Employment minister Esther McVey visited Bee Design on the Enfield Industrial Estate on Monday (March 17) to see for herself the success of the firm which designs and makes specialist lighting parts for the luxury end of the car industry including brands such as Lamborghini and Bentley.
Since being founded in 2006 by directors Colin Fulford and Paul Crees, its turnover has grown from less than half a million to over £2million and over the next three years is expected to hit £4.2million. It currently has 19 staff with plans to create another 18 skilled jobs with the setting-up of its own research and design and test centre.
In a speech in 2012 Prime Minister David Cameron said rebalancing the economy would require Britain to 'make more, sell more overseas and manufacture more'.
And Ms McVey told the Standard Bee Design was exactly the kind of company that would be a key part of that economic revival.
"For the first time since the 1970s we are now a net exporter of cars. People will be looking to the UK and saying what are we doing, what's cutting edge, what's the future of the car industry and these people here are doing it within a specific part of that car industry," she said.
"It's an exceptional example of what David Cameron was talking about."
Despite growth returning to the economy and unemployment falling - the number of people claiming jobseekers' allowance in Redditch fell slightly during February and is down 24 per cent on the same time in 2013 - the average full-time wage in Redditch is still £2,600 lower than in 2010.
Ms McVey said wages would catch up as the economy grew and the Government was doing everything it could to help hard pressed households through measures such as taking people out of taxation and freezing fuel duty.

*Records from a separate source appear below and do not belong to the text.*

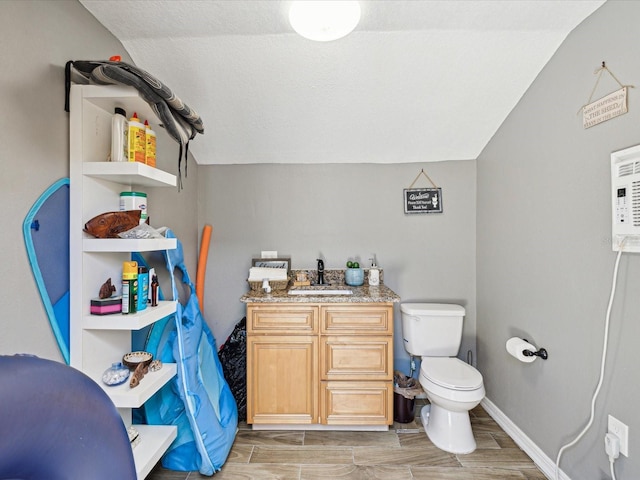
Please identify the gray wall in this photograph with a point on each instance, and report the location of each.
(37, 38)
(543, 252)
(340, 212)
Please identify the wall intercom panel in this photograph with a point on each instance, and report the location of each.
(625, 199)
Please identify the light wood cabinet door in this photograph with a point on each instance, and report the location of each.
(356, 403)
(282, 379)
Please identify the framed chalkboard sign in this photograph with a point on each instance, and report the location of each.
(422, 200)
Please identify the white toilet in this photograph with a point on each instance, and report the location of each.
(433, 331)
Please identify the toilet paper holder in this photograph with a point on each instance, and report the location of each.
(542, 353)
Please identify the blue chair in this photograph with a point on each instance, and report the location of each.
(56, 423)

But she admitted it was a slow journey.
"What we've had to see is a gearing change for the UK and that was the government's finances as well as individual finance because personal debt went through to a staggering amount, so all of that has to be turned around before you can go forward," she said.
"Look at all the predictions and we are on the right path it's when wages catch up."
But speaking on a visit to nearby Worcester last week Shadow Chancellor Ed Balls said: "I think if you went to most people and said what do you think of the economic recovery I think most would say well there is no recovery for me as my living standards are falling."